4.5 Background theory

Here we’ll give a high-level idea of the background theory for hypothesis testing. We will use one-sample hypothesis tests for means to convey the main ideas, which hold for one-sample proportion tests and both types of two-sample tests as well.

In a one-sample hypothesis test, the test statistic is

\[ t =\frac{\bar{x} - \mu}{\frac{s}{\sqrt{n}}} \] What is the interpretation of $t$ here? Recall from Part 3 that the sample mean $\bar{x}$ is a random variable with mean $\mu$ and standard deviation $\frac{s}{\sqrt{n}}$. Therefore, if $\mu$ is the true mean, then the observed $\bar{x}$ is $t$ standard errors away from the mean of the sampling distribution.
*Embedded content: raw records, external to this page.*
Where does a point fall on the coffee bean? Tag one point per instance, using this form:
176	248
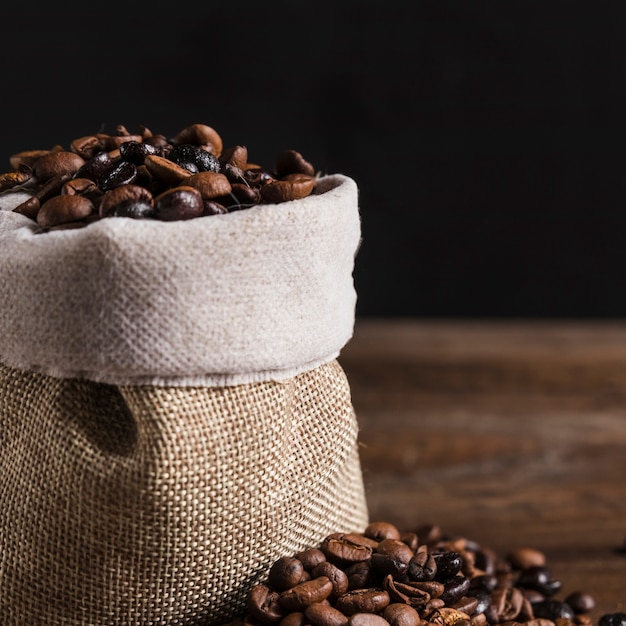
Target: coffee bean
292	162
292	187
122	173
304	594
201	135
342	550
552	609
263	604
310	558
178	203
324	615
63	209
613	619
195	158
580	602
400	614
286	572
57	164
367	619
363	601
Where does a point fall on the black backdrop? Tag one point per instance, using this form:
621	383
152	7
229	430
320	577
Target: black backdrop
487	139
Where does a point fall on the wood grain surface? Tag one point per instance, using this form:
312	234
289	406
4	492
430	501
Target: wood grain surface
511	433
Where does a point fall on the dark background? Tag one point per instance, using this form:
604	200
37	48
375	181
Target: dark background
487	139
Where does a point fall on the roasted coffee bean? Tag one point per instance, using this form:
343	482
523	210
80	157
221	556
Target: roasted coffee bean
296	618
211	207
57	164
337	576
455	588
304	594
211	185
88	146
466	604
411	539
286	572
178	203
552	609
422	566
152	161
363	601
523	558
201	135
408	593
339	549
580	602
507	603
448	616
392	556
241	197
448	565
292	162
165	171
263	604
126	201
310	558
257	176
367	619
63	209
540	579
291	187
26	158
122	173
613	619
400	614
235	156
95	167
12	179
137	151
324	615
194	159
361	575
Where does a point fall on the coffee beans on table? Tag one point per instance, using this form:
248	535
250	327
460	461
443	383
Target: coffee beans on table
384	577
147	175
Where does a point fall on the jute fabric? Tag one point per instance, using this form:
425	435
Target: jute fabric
155	505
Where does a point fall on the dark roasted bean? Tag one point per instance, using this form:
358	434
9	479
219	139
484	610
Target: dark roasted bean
122	173
178	203
194	159
285	573
448	565
339	549
363	601
455	588
400	614
540	579
613	619
136	151
552	609
226	179
581	602
262	603
304	594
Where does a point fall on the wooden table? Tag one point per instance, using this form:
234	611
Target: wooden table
511	433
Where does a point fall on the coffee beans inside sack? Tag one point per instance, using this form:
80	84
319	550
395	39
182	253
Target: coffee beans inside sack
384	577
173	417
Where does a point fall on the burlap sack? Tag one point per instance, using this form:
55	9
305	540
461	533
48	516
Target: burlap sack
172	414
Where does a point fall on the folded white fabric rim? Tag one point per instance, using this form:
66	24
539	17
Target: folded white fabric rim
259	294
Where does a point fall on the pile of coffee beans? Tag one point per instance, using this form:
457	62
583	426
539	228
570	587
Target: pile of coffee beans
383	577
148	175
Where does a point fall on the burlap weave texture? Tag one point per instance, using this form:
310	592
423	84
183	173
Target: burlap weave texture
162	505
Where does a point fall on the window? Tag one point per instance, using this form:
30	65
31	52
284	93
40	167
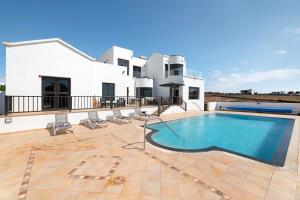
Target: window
166	70
193	93
176	69
124	63
144	92
137	71
108	89
55	92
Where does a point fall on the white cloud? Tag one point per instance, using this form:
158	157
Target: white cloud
292	31
281	52
216	73
245	62
2	80
236	81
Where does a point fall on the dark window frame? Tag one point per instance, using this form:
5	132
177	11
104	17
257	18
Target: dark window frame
124	63
166	70
113	91
134	74
176	69
144	92
56	99
196	91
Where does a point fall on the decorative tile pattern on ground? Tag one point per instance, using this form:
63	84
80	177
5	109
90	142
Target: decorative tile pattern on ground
116	163
26	178
179	171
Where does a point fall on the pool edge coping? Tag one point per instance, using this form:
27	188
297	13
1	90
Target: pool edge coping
285	164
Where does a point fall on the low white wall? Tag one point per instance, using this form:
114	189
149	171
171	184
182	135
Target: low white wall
23	123
223	105
2	104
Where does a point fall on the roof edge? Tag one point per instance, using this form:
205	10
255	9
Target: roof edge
31	42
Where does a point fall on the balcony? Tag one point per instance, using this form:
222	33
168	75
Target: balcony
33	104
144	82
193	74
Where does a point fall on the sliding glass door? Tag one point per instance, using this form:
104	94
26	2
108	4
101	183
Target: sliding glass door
56	92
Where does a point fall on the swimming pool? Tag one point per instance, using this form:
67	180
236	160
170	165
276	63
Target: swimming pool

To illustrate, suppose in a random sample of $n = 100$ trips by monthly passholders, we obtain a sample mean of $\bar{x} = 27$ minutes. Suppose now we wish to test whether the true mean is $22$ minutes. In this case, the hypotheses are

\[\begin{align} H_0 : \mu = 22 \\ H_a : \mu \neq 22. \end{align}\]
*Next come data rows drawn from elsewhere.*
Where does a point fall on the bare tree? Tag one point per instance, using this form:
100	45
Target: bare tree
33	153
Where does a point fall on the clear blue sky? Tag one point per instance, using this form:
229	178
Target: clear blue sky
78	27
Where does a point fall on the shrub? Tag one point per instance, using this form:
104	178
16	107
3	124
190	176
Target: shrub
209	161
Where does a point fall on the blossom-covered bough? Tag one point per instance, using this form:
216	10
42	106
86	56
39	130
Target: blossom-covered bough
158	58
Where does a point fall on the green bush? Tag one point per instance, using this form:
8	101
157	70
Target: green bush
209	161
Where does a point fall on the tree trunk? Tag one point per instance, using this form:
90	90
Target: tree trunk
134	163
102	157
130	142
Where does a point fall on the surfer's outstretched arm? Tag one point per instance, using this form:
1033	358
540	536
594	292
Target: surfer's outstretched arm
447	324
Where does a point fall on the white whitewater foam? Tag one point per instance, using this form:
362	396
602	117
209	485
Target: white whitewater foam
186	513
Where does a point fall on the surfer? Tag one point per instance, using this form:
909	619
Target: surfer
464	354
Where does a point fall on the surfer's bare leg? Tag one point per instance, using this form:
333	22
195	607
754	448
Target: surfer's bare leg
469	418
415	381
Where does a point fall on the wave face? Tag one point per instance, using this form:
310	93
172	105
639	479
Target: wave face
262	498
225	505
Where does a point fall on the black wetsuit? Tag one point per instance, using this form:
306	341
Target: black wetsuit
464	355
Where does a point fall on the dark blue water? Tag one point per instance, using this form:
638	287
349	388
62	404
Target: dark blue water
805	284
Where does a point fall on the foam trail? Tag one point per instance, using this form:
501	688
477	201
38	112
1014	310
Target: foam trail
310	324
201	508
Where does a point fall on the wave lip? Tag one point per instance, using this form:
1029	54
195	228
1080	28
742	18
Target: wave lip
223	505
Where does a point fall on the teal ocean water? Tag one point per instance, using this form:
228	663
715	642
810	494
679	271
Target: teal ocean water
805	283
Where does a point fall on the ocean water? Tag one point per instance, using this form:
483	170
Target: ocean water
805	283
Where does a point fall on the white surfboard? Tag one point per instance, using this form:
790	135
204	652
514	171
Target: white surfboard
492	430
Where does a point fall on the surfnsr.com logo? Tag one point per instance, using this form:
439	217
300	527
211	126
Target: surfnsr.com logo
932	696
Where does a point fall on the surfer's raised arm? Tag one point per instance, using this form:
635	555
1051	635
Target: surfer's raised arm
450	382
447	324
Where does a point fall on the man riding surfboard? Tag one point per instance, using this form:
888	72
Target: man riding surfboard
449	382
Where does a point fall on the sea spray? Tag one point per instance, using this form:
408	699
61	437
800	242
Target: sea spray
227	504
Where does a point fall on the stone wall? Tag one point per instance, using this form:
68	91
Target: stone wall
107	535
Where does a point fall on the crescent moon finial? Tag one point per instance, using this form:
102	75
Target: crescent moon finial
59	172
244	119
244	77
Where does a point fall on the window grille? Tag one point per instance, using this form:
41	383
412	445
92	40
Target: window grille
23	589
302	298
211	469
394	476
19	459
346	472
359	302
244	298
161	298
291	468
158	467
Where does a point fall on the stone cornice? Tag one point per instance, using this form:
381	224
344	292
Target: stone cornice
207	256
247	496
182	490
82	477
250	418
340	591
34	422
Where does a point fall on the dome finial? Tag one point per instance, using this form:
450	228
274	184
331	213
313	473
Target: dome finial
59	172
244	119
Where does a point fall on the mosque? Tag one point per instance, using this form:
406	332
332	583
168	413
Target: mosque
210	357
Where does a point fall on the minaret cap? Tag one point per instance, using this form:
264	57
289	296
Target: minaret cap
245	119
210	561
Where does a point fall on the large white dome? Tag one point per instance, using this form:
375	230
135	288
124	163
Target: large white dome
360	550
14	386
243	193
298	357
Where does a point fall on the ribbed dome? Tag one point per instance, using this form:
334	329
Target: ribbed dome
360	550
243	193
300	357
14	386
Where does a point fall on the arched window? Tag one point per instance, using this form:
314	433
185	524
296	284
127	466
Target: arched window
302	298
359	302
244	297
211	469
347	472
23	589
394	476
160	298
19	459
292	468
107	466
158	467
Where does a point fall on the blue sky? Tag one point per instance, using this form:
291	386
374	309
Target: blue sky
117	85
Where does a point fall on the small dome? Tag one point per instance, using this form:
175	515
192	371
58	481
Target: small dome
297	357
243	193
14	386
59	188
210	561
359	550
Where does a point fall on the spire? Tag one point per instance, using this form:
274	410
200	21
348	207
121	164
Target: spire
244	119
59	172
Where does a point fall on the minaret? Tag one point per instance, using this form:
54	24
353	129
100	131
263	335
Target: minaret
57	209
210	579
If the null hypothesis were true, then the distribution for $\bar{x}$ would look something like:

# See code using the scroll bar immediately to the right -----> #



cols = met.brewer("Monet")
set.seed(1)
bike = read.csv("bikeshare.csv", stringsAsFactors = TRUE)
bike = bike[bike$pass_type=="Monthly Pass",]
mu = 22


n = 100
x_bar <- list()


for(i in 1:10000){
bike_sample <- bike[sample(1:nrow(bike), n),] 
x_bar[[i]] = mean(bike_sample$duration)
}


delt = mu - mean(unlist(x_bar))

CLT <-data.frame(cbind(x_bar))
CLT$x_bar=as.numeric(CLT$x_bar)+delt

ggplot(CLT, aes(x=x_bar))+
  geom_histogram(binwidth = 0.2, color = "white", fill=cols[9])+
  theme_ipsum(base_family = "Helvetica", axis_title_size = 14)+
  xlab("Mean duration of one way trips (minutes)")+
  ylab("Frequency")+
 geom_segment(aes(x = mu, y = 0, xend = mu, yend = 450), size = 0.5, linetype = "dashed", color = cols[6])+
   geom_segment(aes(x = 27, y = 0, xend = 27, yend = 80), size = 0.5, linetype = "dashed", color = cols[6])+
  annotate("text", x = mu+1, y = 425, label = expression(paste(mu,' = 22')))+
    annotate("text", x = 27+1, y = 70, label = expression(paste(x,' = 27')))+
  scale_x_continuous(breaks=c(15,16,17,18,19,20,21,22,23,24,25,26, 27, 28, 29, 30))

Note how far away $\bar{x} = 27$ is from the hypothesized mean of $\mu = 22$ minutes. That is, if the true mean really were 22 minutes, then it would be pretty rare for us to observe $\bar{x} = 27$ (or larger) from a sample size of 100. In fact, out of 10,000 random draws of the data, the mean duration was more than 5 minutes further from the mean (in either direction) in only 353 out of 10,000 random draws, or in 3.53% of cases. This small probability is the $p$-value – the likelihood of seeing a deviation from the mean this large if the null were true.